Kabuyutan Pasir Ringgit Selareuma dalam persprektif kasajagatan termasuk salah satu kabuyutan yang unik. Dilihat dari keadaannya, bukan kebetulan semata, tetapi karena adanya sentuhan tangan manusia yang berfungsi sebagai patilasan dan “pusat spiritual”. Pasir Ringgit Selareuma dengan keberadaan dan kandungan sumber daya alamnya berupa batu-batu tonggak tersusun rapi dengan kemiringan 60 derajat ke arah timur, terletak di lingkungan pegunungan, termasuk rangkaian Dataran Tinggi Parahyangan yang merupakan benteng pakidulan dan kawasan hulu (girang) aliran sungai-sungai di Tatar Sunda. Secara alamiah, aliran (sungai) Cipeles bermuara ke timur yakni Cimanuk.
Semua tatanan fisiografis terebut bukan kebetulan semata. Pasir Ringgit Selareuma secara kesajagatan beroreintasi ke timur karuhun yang mengawali kehidupan selaras tataram waktu. Sejarah mencacat raja-raja Sumedang keturunan raja-raja yang berjaya di masa lampau berpusat di wetan/timur, yakni Kerajaan Talaga. Batu tonggak yang tersusun rapi tersebut sebagian besar menunjukkan ciri khusus, yakni bagian badan yang diletakan di bawah (di atas tanah) menunjukan permukaan yang rata, sedangkan bagian badan mendongak ke atas berpermukaan kerucut semu “seperti bekas dipangkas kasar”. Hal itu berkelindan erat dengan pola alami bahan bangunan yang secara umum ditemukan pada sebagian besar kebuyutan di Tatar Sunda khususnya yang mengambil corak tradisi Megalitik.
Ditemukannya paseuk semacam lingga di puncak Bukit Pasir Ringgit Selareuma dan bekas undak-undak semacama tangga menuju puncak Pasir Ringgit beserta lorongnya, jelas-jelas karena sentuhan tangan manusia sejak zaman leluhur masyarakat setempat (lebih dari lima puluh tahun).
Pasir Ringgit Selareuma adalah kabuyutan, sebagaimana tertuang dalam sumber tertulis (naskah) dan tradisi lisan (folklor).

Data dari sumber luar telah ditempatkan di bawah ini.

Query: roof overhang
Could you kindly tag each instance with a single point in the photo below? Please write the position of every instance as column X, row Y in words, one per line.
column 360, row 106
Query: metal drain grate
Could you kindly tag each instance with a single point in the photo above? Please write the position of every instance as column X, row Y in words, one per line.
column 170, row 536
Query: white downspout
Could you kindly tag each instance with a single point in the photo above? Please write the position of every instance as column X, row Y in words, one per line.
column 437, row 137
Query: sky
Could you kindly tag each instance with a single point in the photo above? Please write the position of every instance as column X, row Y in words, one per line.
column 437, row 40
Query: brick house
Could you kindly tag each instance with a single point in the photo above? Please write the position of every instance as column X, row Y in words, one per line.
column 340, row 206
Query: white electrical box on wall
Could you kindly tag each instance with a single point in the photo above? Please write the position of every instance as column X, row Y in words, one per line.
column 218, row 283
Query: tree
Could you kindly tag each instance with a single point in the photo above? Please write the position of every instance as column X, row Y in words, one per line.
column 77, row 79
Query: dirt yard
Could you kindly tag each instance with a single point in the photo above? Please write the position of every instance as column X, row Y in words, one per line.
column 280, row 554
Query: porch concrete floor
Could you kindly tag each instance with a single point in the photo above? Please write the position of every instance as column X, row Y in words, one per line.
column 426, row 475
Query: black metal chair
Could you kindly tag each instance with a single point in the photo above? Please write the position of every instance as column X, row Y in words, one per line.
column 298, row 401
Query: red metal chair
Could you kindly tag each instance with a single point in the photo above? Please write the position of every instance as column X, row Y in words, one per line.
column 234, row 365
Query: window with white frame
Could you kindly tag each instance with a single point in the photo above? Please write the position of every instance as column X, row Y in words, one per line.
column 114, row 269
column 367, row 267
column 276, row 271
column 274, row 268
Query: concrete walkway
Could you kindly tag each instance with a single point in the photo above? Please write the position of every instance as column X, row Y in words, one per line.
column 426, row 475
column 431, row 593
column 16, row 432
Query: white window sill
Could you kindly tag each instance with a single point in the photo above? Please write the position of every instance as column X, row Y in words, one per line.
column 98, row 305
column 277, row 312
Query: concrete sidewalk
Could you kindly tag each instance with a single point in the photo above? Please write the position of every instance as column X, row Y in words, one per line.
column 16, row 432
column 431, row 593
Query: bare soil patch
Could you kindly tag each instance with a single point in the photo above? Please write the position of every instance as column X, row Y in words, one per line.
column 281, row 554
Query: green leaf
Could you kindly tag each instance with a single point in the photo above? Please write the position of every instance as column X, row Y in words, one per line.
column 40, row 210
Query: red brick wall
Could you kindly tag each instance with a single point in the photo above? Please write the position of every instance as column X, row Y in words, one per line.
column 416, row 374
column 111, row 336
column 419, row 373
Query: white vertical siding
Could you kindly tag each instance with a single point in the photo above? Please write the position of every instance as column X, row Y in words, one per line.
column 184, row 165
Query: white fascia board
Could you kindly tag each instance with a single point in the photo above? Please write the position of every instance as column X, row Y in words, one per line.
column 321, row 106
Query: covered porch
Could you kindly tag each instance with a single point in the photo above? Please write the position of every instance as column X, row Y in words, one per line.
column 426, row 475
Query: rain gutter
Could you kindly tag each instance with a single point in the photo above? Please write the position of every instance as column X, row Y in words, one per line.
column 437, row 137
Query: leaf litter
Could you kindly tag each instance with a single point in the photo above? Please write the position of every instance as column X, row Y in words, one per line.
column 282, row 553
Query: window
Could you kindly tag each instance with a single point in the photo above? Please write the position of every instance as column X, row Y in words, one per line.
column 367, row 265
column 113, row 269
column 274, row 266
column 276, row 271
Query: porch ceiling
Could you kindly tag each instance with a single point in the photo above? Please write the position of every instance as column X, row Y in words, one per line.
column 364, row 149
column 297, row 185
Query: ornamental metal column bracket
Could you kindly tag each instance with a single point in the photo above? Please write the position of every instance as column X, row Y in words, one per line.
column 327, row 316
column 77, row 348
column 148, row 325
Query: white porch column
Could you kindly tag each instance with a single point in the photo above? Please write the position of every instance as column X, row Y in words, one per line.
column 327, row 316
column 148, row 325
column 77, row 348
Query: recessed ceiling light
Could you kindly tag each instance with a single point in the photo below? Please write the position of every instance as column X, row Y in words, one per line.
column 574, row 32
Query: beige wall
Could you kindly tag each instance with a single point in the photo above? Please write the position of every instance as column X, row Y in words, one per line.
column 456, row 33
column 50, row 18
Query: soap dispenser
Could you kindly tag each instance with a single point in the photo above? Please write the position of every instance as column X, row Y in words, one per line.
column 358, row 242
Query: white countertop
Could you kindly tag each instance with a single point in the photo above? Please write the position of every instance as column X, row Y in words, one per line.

Kabuyutan adalah mandala kerajaan sehingga setiap kerajaan selalu memilikinya. Oleh karena itu kabuyutan disebut dalam teks naskah Amanat Galunggung; "Kabuyutan ti Galunggung sebagai timbang taraju jawadwipa mandala."
Pasir Ringgit Selareuma bagi masyarakat Sumedang merupakan cadas nangtung nu ngajadi ciriwanci Sumedanglarang. Selaras dengan yang teridentifikasi dalam naskah kuno Purasangkara. Cerita Ratu Pakuan dan Sejarah Sumedanglarang pada masa Prabu Gajah Agung yang harus menemukan Batu Nangtung di tepi Suungai Cipeles sebagai prasyarat berdirinya ibu kota Sumedanglarang ke-2 setelah masa Prabu Tajimalela, sebagai rangkaian fakta sejarah yang sangat penting, baik secara lisan maupun tulisan.
Bukti lain bahwa lokasi Pasir Ringgit Selareuma merupakan kabuyutan dengan adanya kuncen sebagai pemelihara secara turun-temurun (terakhir Bapak Ending pada 1998) yang mengisyaratkan bahwa lokasi tersebut sangat penting bagi masyarakat setempat, masyarakat Sumedang, dan masyarakat Sunda pada umumnya.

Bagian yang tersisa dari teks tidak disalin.